Os militares que recentemente assumiram o poder na Guiné iniciaram nesta terça-feira (14) quatro dias de consultas para definir o conteúdo de uma transição que deve devolver um governo civil ao país africano.
Os autores do golpe se reunirão até sexta-feira com dirigentes de partidos políticos, de diversas confissões religiosas, representantes da sociedade civil, diplomatas estrangeiros, dirigentes de mineradoras e sindicatos.

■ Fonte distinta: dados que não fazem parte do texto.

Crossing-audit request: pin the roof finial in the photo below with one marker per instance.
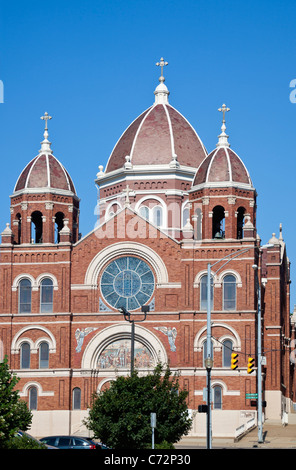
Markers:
(45, 144)
(223, 137)
(161, 64)
(161, 91)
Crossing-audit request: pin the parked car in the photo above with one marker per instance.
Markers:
(28, 436)
(69, 442)
(99, 445)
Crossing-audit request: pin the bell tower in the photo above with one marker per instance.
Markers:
(44, 200)
(222, 197)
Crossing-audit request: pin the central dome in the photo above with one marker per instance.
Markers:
(159, 136)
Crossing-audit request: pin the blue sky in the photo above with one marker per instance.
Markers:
(91, 65)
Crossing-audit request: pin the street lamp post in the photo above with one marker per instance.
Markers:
(127, 317)
(209, 358)
(259, 358)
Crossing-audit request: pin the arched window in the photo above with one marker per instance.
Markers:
(36, 227)
(240, 222)
(229, 292)
(185, 216)
(25, 356)
(204, 292)
(218, 222)
(43, 355)
(25, 296)
(198, 224)
(46, 296)
(59, 224)
(76, 398)
(33, 398)
(1, 351)
(157, 216)
(227, 350)
(205, 351)
(144, 212)
(217, 397)
(19, 228)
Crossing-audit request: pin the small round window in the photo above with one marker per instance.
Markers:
(127, 282)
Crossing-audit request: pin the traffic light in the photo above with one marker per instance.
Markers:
(251, 361)
(234, 361)
(202, 408)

O tenente-coronel Mamady Dumbuya, líder dos sublevados, garantiu na noite desta terça que "o único calendário válido é o do povo da Guiné, que tanto sofreu", em declarações a uma emissora de televisão pública, a única autorizada a cobrir as consultas.

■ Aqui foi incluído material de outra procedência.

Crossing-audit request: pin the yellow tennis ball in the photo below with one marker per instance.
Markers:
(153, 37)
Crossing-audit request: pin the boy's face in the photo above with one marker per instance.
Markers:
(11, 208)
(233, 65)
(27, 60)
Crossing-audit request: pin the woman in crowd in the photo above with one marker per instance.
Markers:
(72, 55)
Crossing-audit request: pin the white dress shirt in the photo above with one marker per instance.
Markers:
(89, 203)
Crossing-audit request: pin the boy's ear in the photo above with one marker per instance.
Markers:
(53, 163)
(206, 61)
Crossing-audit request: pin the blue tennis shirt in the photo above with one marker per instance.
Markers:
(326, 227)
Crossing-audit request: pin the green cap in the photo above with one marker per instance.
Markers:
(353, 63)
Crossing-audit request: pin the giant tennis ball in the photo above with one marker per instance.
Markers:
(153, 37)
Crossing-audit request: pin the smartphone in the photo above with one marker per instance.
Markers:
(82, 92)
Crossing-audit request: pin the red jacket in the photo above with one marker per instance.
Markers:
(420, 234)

Além disso, Dumbuya defendeu sua vontade de realizar um processo "inclusivo", mas criticou a classe política por "seus erros no passado".
Pela manhã, dezenas de representantes políticos se empurraram uns aos outros para tentar entrar no Palácio do Povo - o edifício do Parlamento - por uma porta estreita guardada por soldados, em uma tentativa de ter acesso às reuniões, nas quais todos os partidos se dispuseram a participar.

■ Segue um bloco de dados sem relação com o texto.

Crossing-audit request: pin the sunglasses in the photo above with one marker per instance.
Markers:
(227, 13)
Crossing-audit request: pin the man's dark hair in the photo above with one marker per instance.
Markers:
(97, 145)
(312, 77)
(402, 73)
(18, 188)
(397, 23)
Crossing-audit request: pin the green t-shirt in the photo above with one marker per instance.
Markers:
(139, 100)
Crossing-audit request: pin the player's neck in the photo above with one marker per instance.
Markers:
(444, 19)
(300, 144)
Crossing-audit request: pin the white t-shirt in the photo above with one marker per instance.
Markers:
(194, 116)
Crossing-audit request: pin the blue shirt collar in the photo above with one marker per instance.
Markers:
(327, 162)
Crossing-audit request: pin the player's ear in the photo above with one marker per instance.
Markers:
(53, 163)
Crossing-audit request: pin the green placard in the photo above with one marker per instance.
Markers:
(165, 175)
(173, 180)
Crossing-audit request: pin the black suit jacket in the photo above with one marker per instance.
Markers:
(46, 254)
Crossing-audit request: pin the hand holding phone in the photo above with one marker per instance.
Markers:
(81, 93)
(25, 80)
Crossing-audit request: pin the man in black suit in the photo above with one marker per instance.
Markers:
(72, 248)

As discussões começaram por volta do meio-dia no Parlamento e ocorreram a portas fechadas, sem acesso da mídia internacional. Mais tarde, porém, vários participantes apontaram que Dumbuya havia se mostrado "unificador" e atento neste primeiro encontro.
Ele lembrou as motivações que levaram ao golpe de 5 de setembro contra o presidente deposto, Alpha Condé, preso desde então, mas não deu mais detalhes sobre a próxima transição, que será confiada a um futuro "governo de unidade nacional", segundo os presentes.
O golpe, segundo Dumbuya, foi o resultado "do fracasso de toda a classe política, dos militares e de outros deste país, que traíram os valores da independência", citado pelo ex-primeiro-ministro Sidya Touré, um dos líderes da oposição a Condé.
A operação ocorreu em poucas horas, com um balanço de 10 a 20 mortos, e provocou júbilo entre os cidadãos de Guiné, desesperados por conta da pobreza, do clientelismo, da repressão das liberdades e da apropriação dos lucros gerados pela exploração dos recursos minerais.
Condé foi reeleito para um terceiro mandato em outubro de 2020, após meses de protestos contra o seu governo, que foram duramente reprimidos.
A junta dissolveu o governo, as instituições e aboliu a Constituição. Para tentar mostrar suas boas intenções, rapidamente libertou dezenas de prisioneiros de opinião e prometeu uma transição política para formar um governo.
O tenente-coronel Dumbuya também não definiu a duração e o papel que os militares desempenharão na transição.
- "Inclusão" -
Apenas uma pessoa por partido foi convidada para o encontro desta terça-feira, embora muitas pessoas tenham se aglomerado diante do temor de serem rejeitadas, incluindo representantes de grupos que, até agora, eram completamente desconhecidos.
"Não sabemos o que vai acontecer lá. Não há nem mesmo um roteiro", disse Albert Keita, secretário-geral de um partido que se opõe a Condé.
"'Inclusão', ele insistiu muito nesta palavra", disse Sydia Touré, que também considerou a reunião "muito unificadora".
"Acho que entendi que (Dumbuya) quer integrar o maior número possível de guineenses neste processo", acrescentou, ao classificar o encontro de "um começo bastante aceitável".
Um ex-ministro de Condé, Papa Koly Kuruma, também afirmou que os líderes do golpe consideraram "as elites políticas e militares responsáveis por tudo (de ruim) que aconteceu na Guiné desde a sua independência".
"Foi um primeiro contato e deve ser tomado como tal", acrescentou Kuruma, que acredita que serão necessárias mais reuniões para se chegar a "propostas mais consistentes".
Preocupada com a estabilidade da Guiné, a comunidade internacional acompanha de perto as conversas no país, onde golpes militares anteriores, em 1984 e 2008, terminaram em regimes repressivos.